The last thing Rudy needed was for Patricia to be calling his son every five minutes, expressing her love and devotion, begging for a visit so she could show him her garbage sculptures, her junk jewels, her hat collection, her pottery junkyard.
He and his son had a world to restructure.
And the first night without him was difficult.
Rudy had always been a rather lonely sort of person. It was part of his makeup. When he interacted with people professionally he could always sense that he was considered “the other,” the stranger with the past that was like deep pockets not meant to be turned out to the open. He was the one you didn’t really joke around with too much, the one who had been through rough waters. Rudy seemed like the kind who’d lost a close loved one in some tragic circumstance years back, or the type who had been subject to harsh childhood poverty, something that made him put up shields, build that flat, hardened persona that made him the dark, emotionless figure who handled that small corner of your life (like your English grade), then went to perform his personal functions off the grid, mechanically, silently, effectively, until he was next needed to do a holistic edit of a nursing paper, or focus corrections for a student with a tense issue. In all actuality, it was more like what Ringo had said, “It’s really just me face,” but through the years Rudy had grown into what others had made him, now the hardened border-soldier, showing his age lines but putting on a clinic for the way one would sustain a poker face over time.
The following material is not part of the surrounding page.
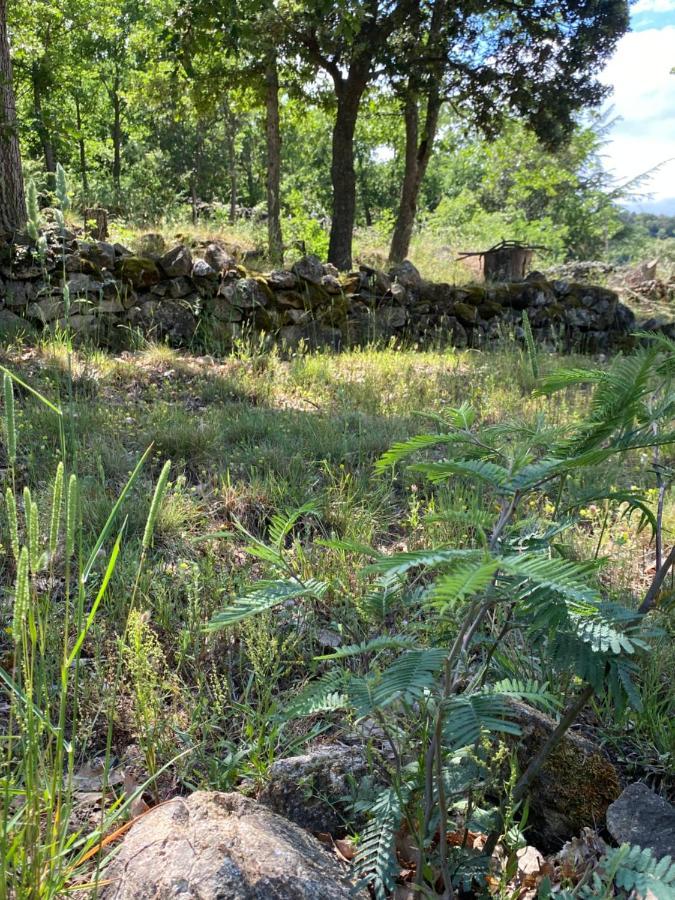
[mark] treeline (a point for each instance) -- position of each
(656, 225)
(376, 112)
Until April Orr, who treated him like a man.
Until Wolfie, who in a single day had filled Rudy’s dry world with close and personal humanity: his embrace in the car as an infant, his birth fluids, his incredible intelligence, his magic, his humor, his fear.
He is my
son, Rudy thought. He was sitting at his coffee table, face in his hands.
My boy.
He couldn’t stop obsessing over Wolfie’s vulnerability, the terror in his eyes when he’d woken from his dream. And though Wolfie was a supernatural being, spring-loaded to woo mere mortals into overwhelming fits of love and attraction, either heterosexually, homosexually, or paternally (take Pat, for example), Rudy had to believe that his own deep wanting to hold and comfort this man-child was genuine.